I think everyone who has ever lived could tell a story of the heart and a story of the head.  I am thinking of a Greek myth at this point, the story of Hero (the female lover) and Leander (the male lover).  One lived on the European side of the Hellespont, the other on the Asian side.  Four miles of ocean lay between the two points.


It's an old story.  Two lovers are separated by some giant obstacle.  They collaborate and try to defy the odds.  For some the separation is with the family acceptance.  For some it is a class difference in the society.  For others it is season of life.   For still others it is just distance and proximity.  There are literally hundreds of variations on this theme in literature.  One very smart man, Edward DeVere, authored a great number of plays, at least 7 of his 37 plays, under the pseudonym Shakespeare, putting lines in his characters' mouths about the story of Hero and Leander.  In the Two Gentlemen of Verona, Valentine refers to the myth as his love-book.  Many, many others have referred to this myth in one way or another.
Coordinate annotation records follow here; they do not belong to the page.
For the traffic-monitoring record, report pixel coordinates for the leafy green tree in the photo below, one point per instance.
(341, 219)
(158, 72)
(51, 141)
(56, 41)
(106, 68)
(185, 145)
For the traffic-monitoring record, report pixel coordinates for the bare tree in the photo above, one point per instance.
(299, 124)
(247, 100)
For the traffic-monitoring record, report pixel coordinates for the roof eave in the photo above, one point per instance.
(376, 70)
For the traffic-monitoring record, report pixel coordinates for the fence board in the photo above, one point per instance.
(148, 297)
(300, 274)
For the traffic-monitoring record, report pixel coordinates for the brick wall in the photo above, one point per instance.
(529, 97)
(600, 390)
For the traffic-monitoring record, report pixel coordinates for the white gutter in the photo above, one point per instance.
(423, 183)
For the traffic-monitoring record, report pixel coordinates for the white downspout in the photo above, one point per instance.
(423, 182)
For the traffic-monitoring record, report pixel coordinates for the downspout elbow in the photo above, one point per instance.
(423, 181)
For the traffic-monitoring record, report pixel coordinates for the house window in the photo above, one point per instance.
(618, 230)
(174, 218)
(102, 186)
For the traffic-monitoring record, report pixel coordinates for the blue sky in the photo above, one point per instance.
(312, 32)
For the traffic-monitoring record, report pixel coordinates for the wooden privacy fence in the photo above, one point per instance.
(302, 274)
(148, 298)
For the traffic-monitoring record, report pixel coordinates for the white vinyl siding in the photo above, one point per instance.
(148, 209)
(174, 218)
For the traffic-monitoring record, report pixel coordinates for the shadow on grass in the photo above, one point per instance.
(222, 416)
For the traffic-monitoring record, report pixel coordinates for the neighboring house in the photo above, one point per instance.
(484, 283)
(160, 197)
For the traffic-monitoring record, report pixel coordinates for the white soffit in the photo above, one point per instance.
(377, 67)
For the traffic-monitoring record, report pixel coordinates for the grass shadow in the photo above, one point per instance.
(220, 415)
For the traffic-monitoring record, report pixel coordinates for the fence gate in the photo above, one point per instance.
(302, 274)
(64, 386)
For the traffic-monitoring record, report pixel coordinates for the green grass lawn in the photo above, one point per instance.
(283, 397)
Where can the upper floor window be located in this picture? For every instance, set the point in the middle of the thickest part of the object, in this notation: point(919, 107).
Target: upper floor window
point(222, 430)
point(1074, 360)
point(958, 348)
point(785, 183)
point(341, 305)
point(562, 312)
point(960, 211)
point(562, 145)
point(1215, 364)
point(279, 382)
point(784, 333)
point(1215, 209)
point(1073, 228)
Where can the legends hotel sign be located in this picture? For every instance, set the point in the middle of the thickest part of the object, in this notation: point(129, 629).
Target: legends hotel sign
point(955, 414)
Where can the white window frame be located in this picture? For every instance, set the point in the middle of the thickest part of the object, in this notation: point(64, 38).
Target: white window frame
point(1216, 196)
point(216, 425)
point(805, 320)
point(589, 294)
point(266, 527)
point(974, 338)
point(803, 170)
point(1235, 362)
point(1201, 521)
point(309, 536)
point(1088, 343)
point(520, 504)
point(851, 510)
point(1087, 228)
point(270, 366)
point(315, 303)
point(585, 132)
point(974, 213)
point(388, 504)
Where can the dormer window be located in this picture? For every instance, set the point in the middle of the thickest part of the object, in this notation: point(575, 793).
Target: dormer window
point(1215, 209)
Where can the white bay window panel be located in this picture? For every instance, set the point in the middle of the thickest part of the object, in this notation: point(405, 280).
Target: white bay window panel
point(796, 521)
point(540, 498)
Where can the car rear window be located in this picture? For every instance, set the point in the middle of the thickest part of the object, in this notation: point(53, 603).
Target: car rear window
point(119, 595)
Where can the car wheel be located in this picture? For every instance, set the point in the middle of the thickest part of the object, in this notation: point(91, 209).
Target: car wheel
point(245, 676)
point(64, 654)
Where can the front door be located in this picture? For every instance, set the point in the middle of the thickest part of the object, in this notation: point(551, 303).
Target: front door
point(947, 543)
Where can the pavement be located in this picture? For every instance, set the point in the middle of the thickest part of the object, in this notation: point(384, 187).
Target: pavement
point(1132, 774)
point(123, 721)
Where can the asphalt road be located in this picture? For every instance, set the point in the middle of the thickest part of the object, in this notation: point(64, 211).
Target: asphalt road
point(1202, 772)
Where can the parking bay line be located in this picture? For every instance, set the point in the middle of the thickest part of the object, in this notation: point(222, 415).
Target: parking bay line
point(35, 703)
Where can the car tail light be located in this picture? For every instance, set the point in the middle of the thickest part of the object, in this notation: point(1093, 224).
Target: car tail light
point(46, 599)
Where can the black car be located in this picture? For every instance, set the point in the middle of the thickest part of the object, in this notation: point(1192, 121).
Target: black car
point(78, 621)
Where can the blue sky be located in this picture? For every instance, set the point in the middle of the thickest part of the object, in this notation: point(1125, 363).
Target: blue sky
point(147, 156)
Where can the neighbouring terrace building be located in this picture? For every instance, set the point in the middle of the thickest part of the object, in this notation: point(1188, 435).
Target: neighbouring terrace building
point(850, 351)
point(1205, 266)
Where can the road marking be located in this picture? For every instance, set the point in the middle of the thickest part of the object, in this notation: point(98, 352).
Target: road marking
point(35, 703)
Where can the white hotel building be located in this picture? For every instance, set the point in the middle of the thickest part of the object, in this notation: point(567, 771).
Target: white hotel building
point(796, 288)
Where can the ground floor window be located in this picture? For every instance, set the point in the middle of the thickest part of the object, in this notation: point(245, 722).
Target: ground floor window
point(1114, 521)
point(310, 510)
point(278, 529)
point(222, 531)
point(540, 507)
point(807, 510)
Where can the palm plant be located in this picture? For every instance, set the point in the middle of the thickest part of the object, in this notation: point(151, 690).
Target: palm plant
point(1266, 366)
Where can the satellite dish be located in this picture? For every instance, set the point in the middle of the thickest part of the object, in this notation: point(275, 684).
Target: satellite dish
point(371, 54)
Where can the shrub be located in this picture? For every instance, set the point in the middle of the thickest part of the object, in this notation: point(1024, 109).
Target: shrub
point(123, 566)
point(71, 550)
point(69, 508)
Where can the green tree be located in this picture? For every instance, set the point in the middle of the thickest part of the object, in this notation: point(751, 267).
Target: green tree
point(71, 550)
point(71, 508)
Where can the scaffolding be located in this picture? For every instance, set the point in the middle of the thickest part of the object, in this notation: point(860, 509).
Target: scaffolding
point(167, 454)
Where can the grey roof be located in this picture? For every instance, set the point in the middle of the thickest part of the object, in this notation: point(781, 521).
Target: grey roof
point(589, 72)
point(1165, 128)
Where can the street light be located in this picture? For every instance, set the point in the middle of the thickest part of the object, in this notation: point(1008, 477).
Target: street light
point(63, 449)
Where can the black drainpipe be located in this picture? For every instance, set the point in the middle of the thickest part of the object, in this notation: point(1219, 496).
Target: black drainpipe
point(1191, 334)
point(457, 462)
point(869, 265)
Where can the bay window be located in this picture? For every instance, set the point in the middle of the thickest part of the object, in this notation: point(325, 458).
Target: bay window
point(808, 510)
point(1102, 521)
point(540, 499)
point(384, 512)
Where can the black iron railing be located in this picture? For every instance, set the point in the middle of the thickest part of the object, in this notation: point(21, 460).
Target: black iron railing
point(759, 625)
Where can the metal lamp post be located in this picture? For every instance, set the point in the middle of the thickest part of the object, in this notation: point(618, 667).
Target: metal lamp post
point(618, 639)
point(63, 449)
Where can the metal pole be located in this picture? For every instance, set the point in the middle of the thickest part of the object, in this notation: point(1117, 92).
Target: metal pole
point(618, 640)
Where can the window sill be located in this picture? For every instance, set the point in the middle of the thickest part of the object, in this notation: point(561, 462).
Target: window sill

The story of the head here is that Leander knew how dangerous it was to swim the Hellespont every night to meet with the woman he loved.  He knew that it was an impossible way of thinking to continue night after night, braving the waters and wind and current to spend a short pocket of early morning hours in the arms of the one who gave his being warmth.  On the other hand, he felt so good, so comfortable, so much more when in the presence of the one presented to him as beautiful, attractive, and otherwise ravishing.

The head and the heart.  Life is harsh, isn't it?!  In the myth, Leander swims one night in a very boisterous sea, loses his way, can't see the nightly torch in Hero's tower window because the wind blew it out, and drowns in the undertow.  In The Fiddler on the Roof, the main character's third daughter has such a love in life, but he can't handle the religious difference and ends up disowning his daughter.  In the recent movie Rock the Kabash, the daughter of an Afghani breaks her stereotype for women and ends up having to leave her country for lack of acceptance.


Life seems to have a preference for the head.  The heart swamps your boat.